Ментовские метаморфозы
И тут к нам вперся Мент. Кривой в сосиску. Из одного кармана он достал бутылку магазинной водки, а из другого три жухловатых огурца. Он иногда шикует. Ему по старой памяти сослуживцы бывшие изредка подбрасывают. Для полицая ведь полученная как взятка пол-литра — невелика ценность.
Вообще он не мент. Не из ментовки то есть. Он из органов. Из какой-то мутной системы. Типа двоюродной дочки ФСБ. За кем-то следили, кого-то гасили, кого-то курировали, кого-то просто крышевали элементарно. Но не ЧОП. Эдакая частно-государственная акционерка «Чекистский коготь».
Он выпил половину, а половину отдал нам, и два огурца. И мы это очень удачно казеночкой заполировали свой коктейль.
— Вот! — поднял палец Белинский. — Теперь нас правильное количество. На троих пьют не потому, что сто шестьдесят граммов достаточно. А потому что число правильное. Не больше граций, не меньше муз: три — это минимальное застолье.
Насчет граций и муз у него постоянно бред с культурными словами.
А Мент расположился начальственно (это у него осталось) в креслице — помните, были такие малогабаритные, для малогабаритных квартир: очень маленькие, но как раз помещаешься, и очень удобно. Белинский в этом своем креслице книжки читал. А Мент его занял и авторитетно и как-то сразу подключился к нашей дискуссии. В теме. Как по радару пришел. Рыбак рыбака чует издалека. А вообще кто ж насчет наших проблем не в теме…
Белинский говорит:
— Беда духовности в том, что один бездуховный вечно подавляет сто духовных. Духовный человек во власть не пойдет, Достоевский прекрасно об этом писал. Пока духовный стремится к истине и совершенству — бездуховный просто бьет его в ухо. Поэтому духовность сохранить нелегко.
— Власть — это тебе не дух, — сказал Мент. — Власть — это сила! А уж к этой силе духовные сами подтягиваются. Кто за защитой, кто за деньгами, кто работы просит.
— А по-моему, наша власть — это просто глупость и хамство, — сказал я. — Она сильна только страну дербанить и митинги разгонять. А ворье, наркоторговцы и все жулики не боятся ее нисколько.

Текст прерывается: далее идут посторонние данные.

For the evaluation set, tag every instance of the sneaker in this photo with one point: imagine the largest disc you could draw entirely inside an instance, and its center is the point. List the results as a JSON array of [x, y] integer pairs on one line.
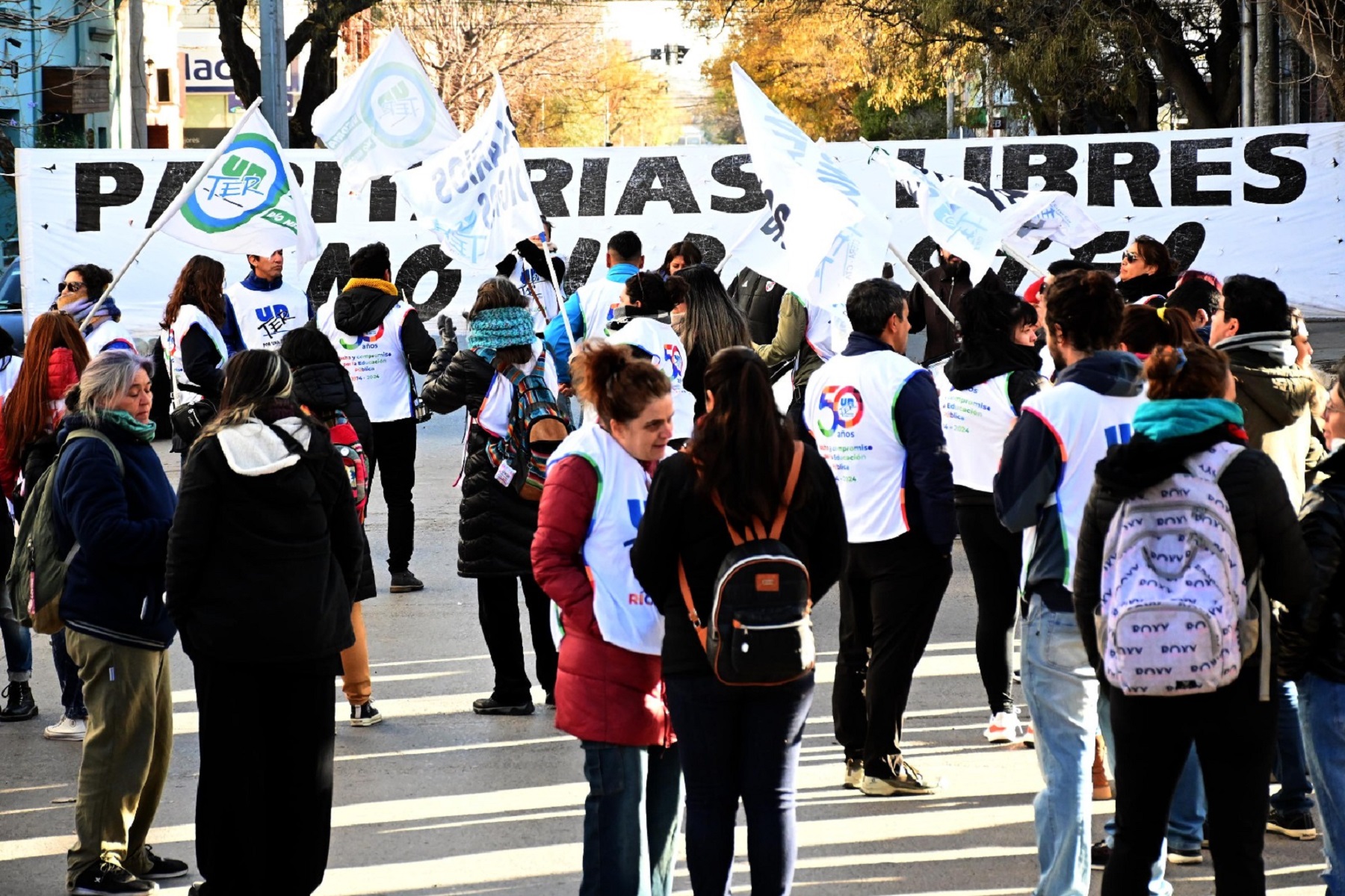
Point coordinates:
[[405, 581], [19, 702], [67, 729], [1004, 728], [1296, 825], [161, 868], [896, 778], [365, 714], [107, 879], [1184, 856], [491, 707]]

— Вот поэтому ты дурак и бомжара помойный, — сказал Мент. — Потому что не знаешь, какое бабло идет на самый верх от нарков. И не понимаешь, что ворье — типа тараканов, которые питаются крошками со стола власти. А реально она сама берет себе все, что хочет.
— А на духовном уровне задача государственной власти состоит в том, чтобы заботиться о народе, — с такими благородными нотками стал наезжать на него Белинский.
— Дурында ты книжная, — презрительно улыбнулся Мент. — Задача власти в том, чтобы ты ей по жизни кругом был обязан и виноват. И чтобы из всех вариантов поведения тебе оставался один: подчиняться. И не просто, а — радостно! добровольно! дисциплинированно! И чтоб от других ты требовал того же.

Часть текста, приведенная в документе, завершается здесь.